Hmmm.... recording sounds somewhere between late 50s and 70s, maybe American rather than European. That's a wild guess. Sounds like the kind of sound the Fine Arts used to get. Or the Budapest in fact. Sounds quite a lot like the Budapest on a very hasty listen.


----------



## Josquin13 (Nov 7, 2017)

One more--I can't find the individual timings of the movements, but could it be the Parrenin Quartet's 1969 recording for EMI? It's about the right vintage, I think... Have you ruled it out?


----------



## Josquin13 (Nov 7, 2017)

les24preludes said:


> Hmmm.... recording sounds somewhere between late 50s and 70s, maybe American rather than European.

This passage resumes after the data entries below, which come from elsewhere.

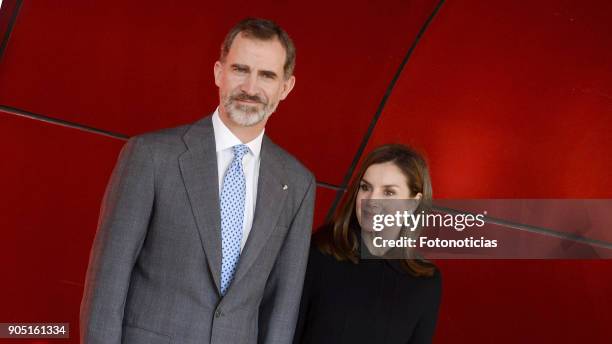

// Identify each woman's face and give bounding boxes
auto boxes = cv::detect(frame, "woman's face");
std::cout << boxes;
[355,162,422,231]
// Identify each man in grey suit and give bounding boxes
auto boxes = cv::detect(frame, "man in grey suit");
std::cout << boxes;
[80,19,316,344]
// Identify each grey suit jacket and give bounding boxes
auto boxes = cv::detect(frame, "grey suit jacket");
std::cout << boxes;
[80,116,316,344]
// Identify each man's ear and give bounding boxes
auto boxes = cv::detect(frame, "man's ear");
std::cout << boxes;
[280,75,295,100]
[213,61,223,87]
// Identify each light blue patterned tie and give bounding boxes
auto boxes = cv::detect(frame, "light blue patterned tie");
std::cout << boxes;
[221,144,249,295]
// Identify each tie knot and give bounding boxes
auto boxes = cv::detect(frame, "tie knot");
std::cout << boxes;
[233,144,249,159]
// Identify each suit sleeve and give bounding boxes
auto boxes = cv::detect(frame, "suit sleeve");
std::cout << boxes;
[258,176,316,344]
[80,137,154,344]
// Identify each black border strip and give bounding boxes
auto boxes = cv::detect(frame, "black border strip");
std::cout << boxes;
[0,0,23,61]
[0,105,130,141]
[325,0,444,222]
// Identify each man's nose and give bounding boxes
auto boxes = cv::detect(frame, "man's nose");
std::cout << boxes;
[240,75,257,96]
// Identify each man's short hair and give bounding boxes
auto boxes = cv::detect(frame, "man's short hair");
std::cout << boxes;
[219,18,295,78]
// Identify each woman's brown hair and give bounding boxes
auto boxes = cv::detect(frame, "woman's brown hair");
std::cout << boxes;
[313,144,435,277]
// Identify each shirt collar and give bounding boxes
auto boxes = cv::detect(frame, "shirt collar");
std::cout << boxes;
[212,107,265,158]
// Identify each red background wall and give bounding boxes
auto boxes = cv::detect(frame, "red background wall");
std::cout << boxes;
[0,0,612,343]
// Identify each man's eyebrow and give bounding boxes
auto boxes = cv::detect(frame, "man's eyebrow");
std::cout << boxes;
[259,70,277,79]
[232,63,251,70]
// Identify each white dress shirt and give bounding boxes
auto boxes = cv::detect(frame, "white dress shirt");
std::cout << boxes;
[212,108,264,251]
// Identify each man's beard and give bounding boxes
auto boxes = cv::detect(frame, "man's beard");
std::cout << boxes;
[223,91,278,127]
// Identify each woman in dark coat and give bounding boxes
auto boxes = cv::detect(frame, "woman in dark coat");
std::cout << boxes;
[294,145,441,344]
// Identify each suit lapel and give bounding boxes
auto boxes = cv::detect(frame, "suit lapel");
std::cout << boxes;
[179,116,222,291]
[230,136,288,289]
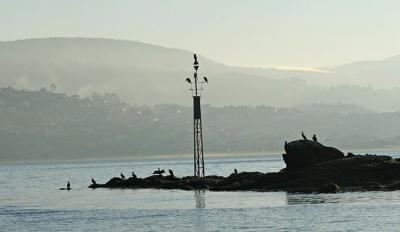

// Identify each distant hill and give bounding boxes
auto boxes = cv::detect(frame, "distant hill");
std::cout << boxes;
[0,88,400,162]
[0,38,400,111]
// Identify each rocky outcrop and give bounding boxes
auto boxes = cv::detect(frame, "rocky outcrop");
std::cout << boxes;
[89,140,400,193]
[282,140,344,170]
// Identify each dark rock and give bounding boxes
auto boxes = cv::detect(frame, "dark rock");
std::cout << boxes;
[318,183,341,193]
[282,140,344,170]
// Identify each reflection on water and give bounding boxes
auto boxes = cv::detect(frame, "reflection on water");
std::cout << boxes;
[194,190,206,209]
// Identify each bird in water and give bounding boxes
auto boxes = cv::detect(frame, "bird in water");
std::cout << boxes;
[59,181,71,191]
[301,132,307,140]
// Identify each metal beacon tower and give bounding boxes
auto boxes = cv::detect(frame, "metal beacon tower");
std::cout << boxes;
[186,54,208,178]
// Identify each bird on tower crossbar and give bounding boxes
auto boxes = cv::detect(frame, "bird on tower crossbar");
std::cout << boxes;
[185,54,208,178]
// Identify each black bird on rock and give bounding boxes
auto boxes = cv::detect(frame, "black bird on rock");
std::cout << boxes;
[168,169,174,176]
[301,132,308,140]
[153,168,165,176]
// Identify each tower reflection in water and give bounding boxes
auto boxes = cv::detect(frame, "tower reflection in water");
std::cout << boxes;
[194,190,206,209]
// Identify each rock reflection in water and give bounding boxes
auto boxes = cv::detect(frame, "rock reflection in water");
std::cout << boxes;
[286,193,341,205]
[194,190,206,209]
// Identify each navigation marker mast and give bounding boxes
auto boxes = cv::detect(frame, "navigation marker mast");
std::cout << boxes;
[186,54,208,178]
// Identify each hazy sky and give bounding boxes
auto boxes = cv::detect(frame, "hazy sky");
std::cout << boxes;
[0,0,400,67]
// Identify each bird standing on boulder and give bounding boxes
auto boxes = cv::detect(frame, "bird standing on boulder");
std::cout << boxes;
[168,169,174,176]
[301,132,308,140]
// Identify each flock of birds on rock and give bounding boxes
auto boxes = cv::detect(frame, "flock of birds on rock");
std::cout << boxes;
[59,130,318,191]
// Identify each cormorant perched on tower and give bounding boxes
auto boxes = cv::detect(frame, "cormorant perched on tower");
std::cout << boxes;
[168,169,174,176]
[301,132,308,140]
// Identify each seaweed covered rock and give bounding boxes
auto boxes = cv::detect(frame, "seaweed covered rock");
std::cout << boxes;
[282,140,344,170]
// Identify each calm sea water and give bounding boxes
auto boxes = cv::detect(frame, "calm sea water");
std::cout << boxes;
[0,152,400,231]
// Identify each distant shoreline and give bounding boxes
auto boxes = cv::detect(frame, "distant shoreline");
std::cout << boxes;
[0,146,400,165]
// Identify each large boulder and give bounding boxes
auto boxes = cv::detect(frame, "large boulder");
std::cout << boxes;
[282,140,344,170]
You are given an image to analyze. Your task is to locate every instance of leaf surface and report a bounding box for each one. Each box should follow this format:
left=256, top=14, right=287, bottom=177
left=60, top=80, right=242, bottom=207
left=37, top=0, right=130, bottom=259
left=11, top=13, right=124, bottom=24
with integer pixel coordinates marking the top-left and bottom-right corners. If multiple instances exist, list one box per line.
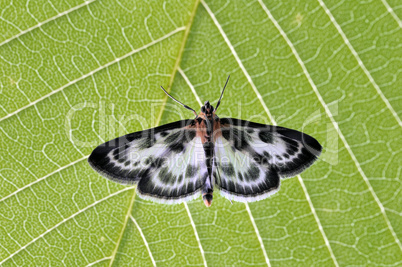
left=0, top=0, right=402, bottom=266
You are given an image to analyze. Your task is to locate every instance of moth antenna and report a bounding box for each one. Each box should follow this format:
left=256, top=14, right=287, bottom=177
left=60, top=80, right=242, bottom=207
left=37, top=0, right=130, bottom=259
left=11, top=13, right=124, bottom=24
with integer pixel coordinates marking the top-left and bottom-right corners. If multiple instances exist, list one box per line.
left=215, top=75, right=230, bottom=110
left=161, top=85, right=198, bottom=117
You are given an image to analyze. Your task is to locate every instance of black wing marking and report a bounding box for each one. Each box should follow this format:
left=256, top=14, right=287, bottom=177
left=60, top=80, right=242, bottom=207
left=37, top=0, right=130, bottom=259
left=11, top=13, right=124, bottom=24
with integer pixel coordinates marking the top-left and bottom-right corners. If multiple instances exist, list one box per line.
left=88, top=120, right=207, bottom=203
left=214, top=118, right=322, bottom=202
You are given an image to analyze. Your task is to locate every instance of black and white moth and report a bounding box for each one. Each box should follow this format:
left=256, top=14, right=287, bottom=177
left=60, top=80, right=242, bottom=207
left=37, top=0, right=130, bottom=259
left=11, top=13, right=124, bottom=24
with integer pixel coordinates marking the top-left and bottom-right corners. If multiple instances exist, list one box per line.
left=88, top=77, right=322, bottom=207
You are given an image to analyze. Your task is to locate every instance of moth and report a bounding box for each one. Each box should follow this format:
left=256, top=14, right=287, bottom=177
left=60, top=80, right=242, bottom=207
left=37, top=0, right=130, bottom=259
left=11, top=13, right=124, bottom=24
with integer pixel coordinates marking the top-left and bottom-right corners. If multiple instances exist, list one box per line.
left=88, top=76, right=322, bottom=207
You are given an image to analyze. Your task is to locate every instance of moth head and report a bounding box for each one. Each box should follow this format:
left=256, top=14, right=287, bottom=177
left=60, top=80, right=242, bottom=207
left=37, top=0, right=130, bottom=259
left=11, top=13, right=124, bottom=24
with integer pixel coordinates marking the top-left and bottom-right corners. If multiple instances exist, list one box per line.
left=201, top=101, right=214, bottom=116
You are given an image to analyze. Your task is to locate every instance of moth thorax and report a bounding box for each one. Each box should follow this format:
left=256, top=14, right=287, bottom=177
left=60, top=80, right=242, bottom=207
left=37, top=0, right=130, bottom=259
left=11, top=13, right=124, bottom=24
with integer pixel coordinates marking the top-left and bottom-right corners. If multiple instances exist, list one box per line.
left=202, top=193, right=213, bottom=207
left=201, top=101, right=214, bottom=115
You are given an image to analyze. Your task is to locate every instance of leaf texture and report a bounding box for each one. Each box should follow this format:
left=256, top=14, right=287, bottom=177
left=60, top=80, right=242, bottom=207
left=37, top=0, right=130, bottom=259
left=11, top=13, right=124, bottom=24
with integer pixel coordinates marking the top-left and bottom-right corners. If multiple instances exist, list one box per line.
left=0, top=0, right=402, bottom=266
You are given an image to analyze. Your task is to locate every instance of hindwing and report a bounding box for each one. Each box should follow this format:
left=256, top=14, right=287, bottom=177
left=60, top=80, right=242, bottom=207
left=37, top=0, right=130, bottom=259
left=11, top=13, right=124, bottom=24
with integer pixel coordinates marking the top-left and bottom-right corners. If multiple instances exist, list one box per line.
left=214, top=118, right=322, bottom=202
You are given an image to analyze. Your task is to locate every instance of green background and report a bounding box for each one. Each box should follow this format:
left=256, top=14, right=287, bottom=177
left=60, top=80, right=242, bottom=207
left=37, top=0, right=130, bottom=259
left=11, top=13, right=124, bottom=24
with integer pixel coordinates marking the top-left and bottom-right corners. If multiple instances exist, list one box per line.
left=0, top=0, right=402, bottom=266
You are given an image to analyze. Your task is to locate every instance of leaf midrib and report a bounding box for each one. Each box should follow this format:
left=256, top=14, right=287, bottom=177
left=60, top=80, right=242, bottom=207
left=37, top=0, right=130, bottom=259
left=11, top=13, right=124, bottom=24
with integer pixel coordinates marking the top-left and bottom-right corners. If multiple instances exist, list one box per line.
left=109, top=0, right=203, bottom=267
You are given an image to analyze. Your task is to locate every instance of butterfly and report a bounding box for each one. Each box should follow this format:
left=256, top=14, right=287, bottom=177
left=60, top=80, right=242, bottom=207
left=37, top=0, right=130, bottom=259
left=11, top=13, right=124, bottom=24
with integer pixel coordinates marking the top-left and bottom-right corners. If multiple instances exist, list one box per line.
left=88, top=76, right=322, bottom=207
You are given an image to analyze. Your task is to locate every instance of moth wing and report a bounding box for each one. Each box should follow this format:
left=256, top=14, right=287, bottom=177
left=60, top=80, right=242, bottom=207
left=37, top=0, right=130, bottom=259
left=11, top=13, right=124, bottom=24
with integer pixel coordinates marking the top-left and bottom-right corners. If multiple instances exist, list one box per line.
left=88, top=120, right=207, bottom=203
left=214, top=118, right=322, bottom=202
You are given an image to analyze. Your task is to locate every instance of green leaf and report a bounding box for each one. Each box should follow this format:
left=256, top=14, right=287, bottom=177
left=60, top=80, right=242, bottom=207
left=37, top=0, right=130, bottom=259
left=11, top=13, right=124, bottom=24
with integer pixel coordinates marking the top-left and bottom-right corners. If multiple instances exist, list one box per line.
left=0, top=0, right=402, bottom=266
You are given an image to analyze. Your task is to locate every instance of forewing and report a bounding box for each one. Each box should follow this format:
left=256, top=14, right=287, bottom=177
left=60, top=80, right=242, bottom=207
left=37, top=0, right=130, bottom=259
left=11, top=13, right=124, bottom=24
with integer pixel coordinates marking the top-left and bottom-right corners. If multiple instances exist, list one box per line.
left=88, top=120, right=207, bottom=203
left=215, top=118, right=322, bottom=201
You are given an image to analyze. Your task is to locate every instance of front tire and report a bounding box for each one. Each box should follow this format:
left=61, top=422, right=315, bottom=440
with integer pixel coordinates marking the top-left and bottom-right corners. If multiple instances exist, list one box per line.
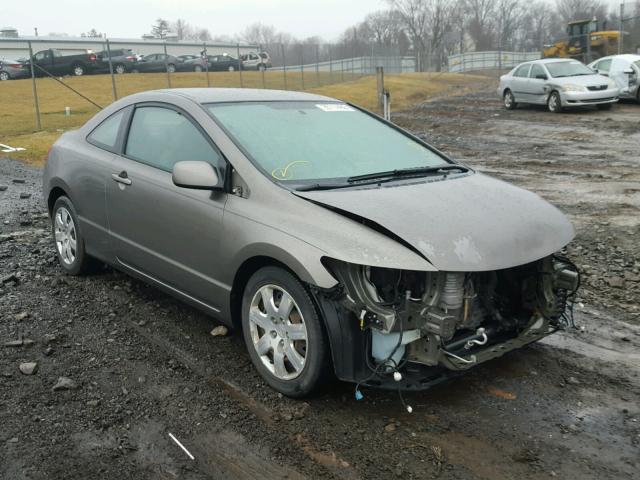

That's a wild guess. Sounds like the kind of sound the Fine Arts used to get. Or the Budapest in fact. Sounds quite a lot like the Budapest on a very hasty listen.


I agree. The 1st violinist uses a violin slide or two (similar to the Budapest's 1st violinist, but maybe not quite as pronounced). So I don't see it as being recorded much after the early to late 1970s, & given the excellent sound quality, I'd be very surprised if it was a mono or even early stereo recording. So, my best guess is that the recording was made sometime between 1965 and 1978-ish.

Timing-wise, it's not the Budapest or Fine Arts Quartets, as their timings are different (see my list above).

The 1st violinist for the Borodin Quartet also occasionally uses violin slides. I ruled out the Borodin's Chandos Historical recording--due to the different timings, but there's also a BBC Borodin recording (and possibly another more recent Chandos or Meloydia recording?), which needs to be ruled out, as well.


----------



## RavelRavel (Jul 19, 2018)

And the answer is... the SHANGHAI QUARTET!!! The recording is from 2001. The recording I have is of lower quality mp3 files (I really wish I knew where they came from); the actual recording has a much higher fidelity. I am so so grateful to you all, especially to you *Josquin13*, you put a lot of effort and thought into this and I am extremely appreciative. I've been listening to this recording for maybe about 15 years (I guess not long after it was released) and it's always been my favorite as I've already said. It's so wonderful to know who it is; now I can dig in further to their recordings. I was aware of them and have some of their Beethoven recordings (which are excellent), but now I'm gonna get everything!!

https://delosmusic.com/recording/bridgeravel-quartets-shanghai-quartet/

Thank you Thank you Thank you!!!!!!!


----------



## Merl (Jul 28, 2016)

Josquin13 said:


> Okay, I've gone through my recordings, on LP & CD, and additionally looked at the timings for a bunch of other Ravel string quartet recordings on the internet, which I know about, but don't own. First, I should point out that the timings on the internet may not always be reliable, as I've noticed some variances between different listings. For example, the Melos Quartett of Stuttgart has slightly different timings on alternate listings, which appear to vary by a number of seconds for each movement. (Although I suppose that could have something to do with the "Original image bit processing" remaster versus the old DG LP.)
> 
> Melos Quartett-
> 
> ...


That's some serious research, Josquin13. Kudos for all that effort. I know how long that stuff takes (ages).


----------